AES: I think that's absolutely right. And what I'll tell you on that front is, when I had the privilege of serving the city of Detroit as health director, one of the most important realizations I made was that all of the answers that the community needed were right there. And my job was to be able to facilitate the conversation between the public and the public service so that we could deliver those answers into results for real people. And I think that there is something beautiful about our democratic republic in so far as we believe in self-determinism in government, that we have this government of the people, by the people and for the people. And at core there is the people. And unfortunately sometimes, we haven't been as great at centering the people we want to serve and making sure that we're building our service institutions with empathy toward those folks and centered around those folks that that government is intended to serve and it's also invested in by. And so COVID-19 is going to have ramifications that we're just starting to appreciate. The ripples of this thing are going to extend for decades. And I hope that this is a moment where, as we are contending with this pandemic, we are recognizing how much we miss each other and how central people are in the dynamics of a dignified life. And we're also rethinking all of the ways that our institutions need to center people who we need to serve. And if we get this right, it's going to be because A, government is empowered to do the work we uniquely can do. And we shake the ways that large corporations have dominated so many of the public services that are now missing in action. But also because we rethink those public services around the people they're intended to serve in a way that justifies and demonstrates their value implicitly. And I think if we do this right, we can not only come out of this, but we can prevent anything like this from happening again.
KH: As you well know, there is a surge in interest and enthusiasm for the idea of national service coming from young people in particular, but you see that reflected in legislation making its way through Congress now. How important do you think it is that if indeed we do see a dramatic expansion of national service opportunities with a focus on public health and maybe even the creation of a dedicated public health corp, that we populate those efforts with people from the communities being served?
AES: Yeah, no, that's absolutely right. And I think that ethos of public service is critical to get right, but you're right. It's almost impossible to drop in on a community that you don't come from and whose experiences you don't share and assume that somehow you're going to be able to deliver that kind of people-centered service. And so when we think about representative government and representative service, it's essential that we are empowering people to serve one another in their own communities and that people see themselves in that edifice of public service. I think sometimes we put obstacles in the way of empowering people to be a part of this thing. And my hope is that in the next iterations of a public health service corp or a service corp to end and fight climate change, that we are making a real investment in growing the pipeline right into local communities for folks to be able to step up and serve one another, to serve their neighbors. And to be that aspect of representative government, that is so hallowed in the ideals of our country but so often the mark is missed.
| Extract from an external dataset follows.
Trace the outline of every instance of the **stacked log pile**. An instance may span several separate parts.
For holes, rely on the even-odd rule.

KH: You've already begun answering my next question, which is an invitation to think big and think 10 years out into the future. Say, we have a vaccine for COVID-19. We've beaten it. What could national service do for us 10 years down the road? Is this just a tool for the moment or is it bigger than that? Is there something that national service can do for the ethos of the country beyond COVID-19?
AES: I mean, I think it has to go beyond COVID-19 and as we started the conversation, this epidemic is bigger than one virus. It is about the way that our society has failed to serve people in some profound way. It's not just that we have a virus that is floating amongst us and has killed thousands of people in our country and taken away the livelihoods of thousands more. But it's also the fact that we have struggled at baseline with housing insecurity and lack of access to healthcare and broken crumbling infrastructure and a political system that people don't feel like is worth their time investing in. The deep and abiding pestilence of racism. And national service is an opportunity for us to reinvest in each other and to take on the epidemic of insecurity that I think has laid the groundwork for this particular pandemic. And so this is about not just a momentary technical intervention to provide hands to take on this particular challenge. But it's about reinvesting in collective action and in one another and in reminding us that we are one another's greatest asset and if any of us are suffering, all of us ought to be suffering with them. And so we've got to be invested in a kind of society where no one is left behind, nobody is vulnerable, nobody is insecure so that all of us can truly thrive.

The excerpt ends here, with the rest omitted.